In these consolidated appeals, respondents-appellants Jennifer Lowe and Shawn Lowe,
Sr., appeal by right from an order terminating their parental rights to the minor children pursuant
to MCL 712A.19b(3)(b)(i), (g), (j), and (k)(iii). We affirm.
I
Respondent Jennifer Lowe argues that the termination order is invalid because the trial
court held the termination hearing more than sixty-three days after the termination petition was
filed on January 8, 2003, contrary to MCR 5.974(F)(1)(b).1 We agree that the trial court failed to
comply with the time requirements of MCR 5.974(F)(1)(b), but this rule provides no sanctions
for noncompliance. Accordingly, respondents are entitled to relief for this error only if the
violation of the court rule is inconsistent with substantial justice. MCR 2.613(A); In re TC, 251
Mich App 369, 370-371; 650 NW2d 698 (2002). Here, respondents have failed to demonstrate
that holding the termination hearing more than sixty-three days after the filing of the petition was
inconsistent with substantial justice. Consequently, they are not entitled to appellate relief.
II
Both respondents argue that the trial court erred in finding sufficient evidence of statutory
grounds to terminate their parental rights to the children.

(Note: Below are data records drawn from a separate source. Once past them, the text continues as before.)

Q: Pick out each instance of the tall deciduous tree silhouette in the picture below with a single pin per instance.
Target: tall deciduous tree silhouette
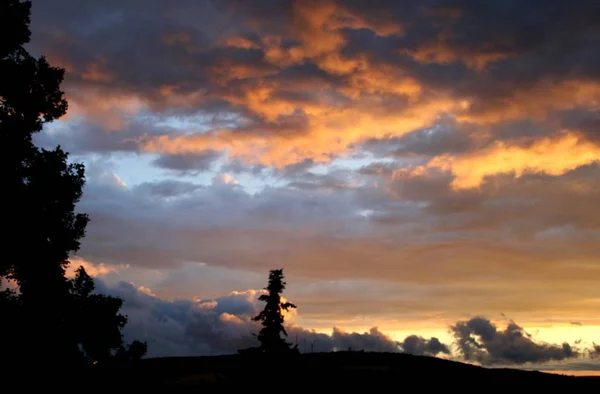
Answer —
(97, 322)
(271, 316)
(41, 190)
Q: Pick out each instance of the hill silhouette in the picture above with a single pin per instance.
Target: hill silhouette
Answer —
(338, 370)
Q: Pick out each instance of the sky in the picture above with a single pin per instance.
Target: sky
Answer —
(426, 173)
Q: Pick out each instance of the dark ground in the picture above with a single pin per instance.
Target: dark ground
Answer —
(341, 370)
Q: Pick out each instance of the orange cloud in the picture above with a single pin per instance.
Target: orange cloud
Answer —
(550, 155)
(91, 268)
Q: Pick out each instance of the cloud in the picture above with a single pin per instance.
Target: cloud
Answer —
(219, 326)
(420, 346)
(479, 340)
(222, 325)
(201, 161)
(554, 156)
(444, 151)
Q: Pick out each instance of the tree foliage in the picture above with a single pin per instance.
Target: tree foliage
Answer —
(49, 315)
(98, 323)
(271, 317)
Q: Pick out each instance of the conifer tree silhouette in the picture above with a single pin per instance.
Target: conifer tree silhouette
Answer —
(271, 316)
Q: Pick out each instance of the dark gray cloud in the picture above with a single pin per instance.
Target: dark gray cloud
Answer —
(420, 346)
(167, 188)
(478, 339)
(222, 325)
(219, 326)
(186, 163)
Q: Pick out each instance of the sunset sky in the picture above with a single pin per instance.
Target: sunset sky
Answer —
(427, 168)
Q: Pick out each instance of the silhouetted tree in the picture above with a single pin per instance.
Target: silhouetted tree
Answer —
(50, 316)
(96, 319)
(271, 316)
(41, 189)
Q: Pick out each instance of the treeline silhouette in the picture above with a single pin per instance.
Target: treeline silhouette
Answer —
(47, 316)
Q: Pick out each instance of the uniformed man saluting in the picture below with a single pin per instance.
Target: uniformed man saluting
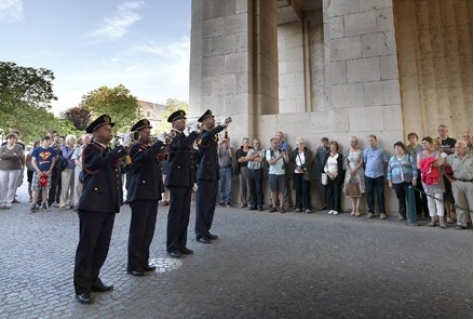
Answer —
(143, 196)
(207, 176)
(100, 201)
(180, 182)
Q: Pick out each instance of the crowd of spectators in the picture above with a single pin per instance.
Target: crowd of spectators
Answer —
(433, 168)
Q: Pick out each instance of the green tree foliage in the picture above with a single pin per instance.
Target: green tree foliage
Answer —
(122, 107)
(172, 105)
(78, 117)
(25, 97)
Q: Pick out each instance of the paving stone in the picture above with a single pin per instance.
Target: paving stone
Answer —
(262, 266)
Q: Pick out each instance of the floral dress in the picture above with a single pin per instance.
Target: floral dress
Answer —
(353, 157)
(433, 188)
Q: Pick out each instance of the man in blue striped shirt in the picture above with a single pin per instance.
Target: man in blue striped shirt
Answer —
(375, 160)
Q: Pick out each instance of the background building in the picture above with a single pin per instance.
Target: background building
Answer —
(315, 68)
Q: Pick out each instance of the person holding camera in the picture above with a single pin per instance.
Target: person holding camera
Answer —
(225, 155)
(277, 159)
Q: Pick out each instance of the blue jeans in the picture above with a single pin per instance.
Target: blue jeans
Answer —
(225, 185)
(401, 190)
(302, 191)
(375, 185)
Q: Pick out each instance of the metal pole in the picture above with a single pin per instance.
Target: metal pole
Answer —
(412, 219)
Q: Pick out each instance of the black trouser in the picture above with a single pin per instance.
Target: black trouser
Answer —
(255, 181)
(95, 231)
(375, 185)
(178, 218)
(142, 229)
(333, 195)
(302, 189)
(55, 190)
(421, 201)
(205, 206)
(401, 190)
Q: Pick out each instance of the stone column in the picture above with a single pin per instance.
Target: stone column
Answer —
(234, 61)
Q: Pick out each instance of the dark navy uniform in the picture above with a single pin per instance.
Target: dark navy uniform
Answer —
(143, 195)
(180, 182)
(100, 201)
(207, 180)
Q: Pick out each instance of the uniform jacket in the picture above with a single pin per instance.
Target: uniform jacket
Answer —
(181, 161)
(102, 180)
(208, 168)
(146, 180)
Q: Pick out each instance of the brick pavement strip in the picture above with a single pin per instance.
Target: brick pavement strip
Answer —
(263, 266)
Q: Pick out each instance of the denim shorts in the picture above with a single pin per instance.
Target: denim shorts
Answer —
(277, 182)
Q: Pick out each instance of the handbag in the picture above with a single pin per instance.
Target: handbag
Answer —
(306, 176)
(352, 188)
(324, 179)
(60, 164)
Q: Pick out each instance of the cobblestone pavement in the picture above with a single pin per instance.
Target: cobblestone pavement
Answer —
(263, 266)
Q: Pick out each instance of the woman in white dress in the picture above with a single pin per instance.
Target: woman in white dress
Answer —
(354, 165)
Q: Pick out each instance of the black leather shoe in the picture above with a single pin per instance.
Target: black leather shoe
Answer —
(175, 254)
(85, 299)
(100, 287)
(186, 251)
(211, 236)
(138, 273)
(203, 240)
(149, 268)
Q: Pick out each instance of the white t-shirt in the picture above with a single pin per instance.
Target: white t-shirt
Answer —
(300, 160)
(279, 167)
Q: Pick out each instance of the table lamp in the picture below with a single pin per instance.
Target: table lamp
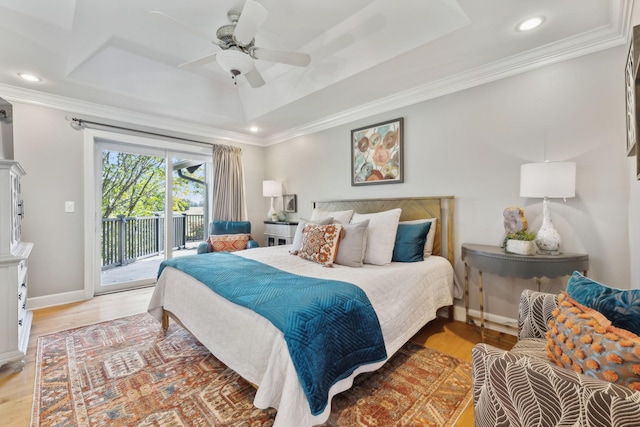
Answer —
(548, 180)
(272, 189)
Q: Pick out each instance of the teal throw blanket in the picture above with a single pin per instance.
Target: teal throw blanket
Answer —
(329, 326)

In order to terminate parental rights, the trial court must find that at least one of the
statutory grounds for termination in MCL 712A.19b(3) has been met by clear and convincing
evidence. In re McIntyre, 192 Mich App 47, 50; 480 NW2d 293 (1993). We review the trial
court’s findings of fact under the clearly erroneous standard. In re Trejo, 462 Mich 341, 356357; 612 NW2d 407 (2000); In re Miller, 433 Mich 331, 337; 445 NW2d 161 (1989). Under this
standard, the trial court’s decision must strike the reviewing court as more than just maybe or
probably wrong. In re Sours, 459 Mich 624, 633; 593 NW2d 520 (1999). This Court gives due
regard to the trial court’s unique ability to assess the witnesses’ credibility. MCR 2.613(C); In re
Miller, supra at 344.
Here, the trial court found grounds to terminate respondents’ parental rights under MCL
712A.19b(3)(b)(i), (g), (j) and (k)(iii). The court previously found that respondents physically
abused the children’s older sister, and this Court affirmed an order terminating respondents’
parental rights to that child. In re JML, unpublished opinion per curiam of the Court of Appeals,
issued May 29, 2003 (Docket Nos. 245551 and 245687). Respondents’ prior abuse of the older
child satisfied the prior abuse requirement of § 19b(3)(b)(i). Respondents contend, however, that
1
The rules governing child protection proceedings were amended and recodified as part of new
subchapter 3.900, effective May 1, 2003. Former MCR 5.974(F)(1)(b) is now codified as MCR
3.977(G)(1)(b).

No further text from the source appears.